Over the past year, an influx of children has been immigrating to the United States. This has been connected to the increasing violence in Central America, which in turn, has recently been linked back further to the drug trade based in the areas of emigration. This drug trade seems to be fueled by markets in the United States.
Since October 2013, about 57,000 unaccompanied children have illegally crossed the U.S.-Mexico border. Three out of four of these children are from Central America, and most from Honduras.
Honduran President Juan Hernandez spoke out about the link between drug trafficking violence and children fleeing the country. “Seven out of nine children who venture on the dangerous journey toward the United States come from the most violent areas of Honduras. Those are also the regions where the drug cartels are most active,” he stated.
The President then requested the United States to aid the drug problems continuing in Central America, as the United States fuels the market. After a group of Hondurans were deported back to San Pedro Sula, Honduran first lady Ana Garcia de Hernandez spoke out about the issue, stating:
“The countries consuming drugs need to support and take joint responsibility because if there wasn’t demand, there wouldn’t be production and we wouldn’t be living like we are.”
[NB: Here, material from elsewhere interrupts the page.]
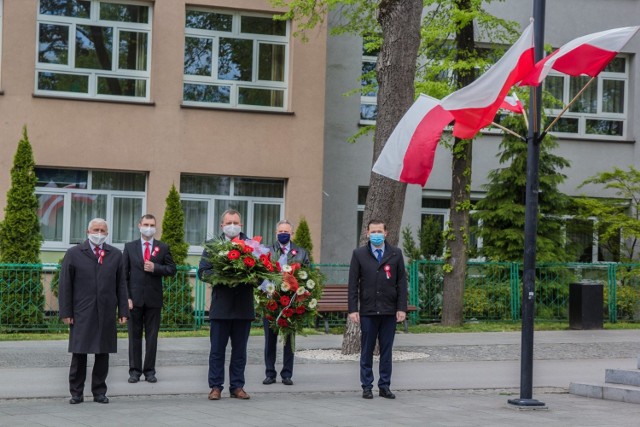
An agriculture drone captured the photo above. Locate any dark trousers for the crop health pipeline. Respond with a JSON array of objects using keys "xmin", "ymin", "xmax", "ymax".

While the cartels were mainly in Mexico and Colombia in the past, large operations were carried out to minimize the illegal drug trade there, which pushed much of the trafficking to Honduras, Guatemala and El Salvador.
Hernandez suggests that the United States fund similar anti-drug programs in Central America that have been carried out in Mexico and Colombia in order to curb violence. This, in turn, would lead to less emigration.
While Honduras is hopeful for aid from the U.S., they are still making other plans to address the crisis. The Honduran government requested Mexican officials to add four new Honduran consulates to the U.S.-Mexico border in order to provide humanitarian aid to those who need it.
It is predicted that without U.S. aid directed toward alleviating the drug problem, more than 150,000 unaccompanied minors could leave Guatemala, El Salvador and Honduras for the United States border.
Marc Rosenblum, deputy director of the U.S. Immigration Policy Program, states that one of the biggest challenges for the U.S. will be creating a balance between responding to the influx of immigrants humanely without encouraging more to cross over illegally.
The current U.S. fiscal plan announced by the Department of State is to slash $285 million in aid to Latin America and place it toward military training, drug policy and social programs. Central America is hopeful that this will change.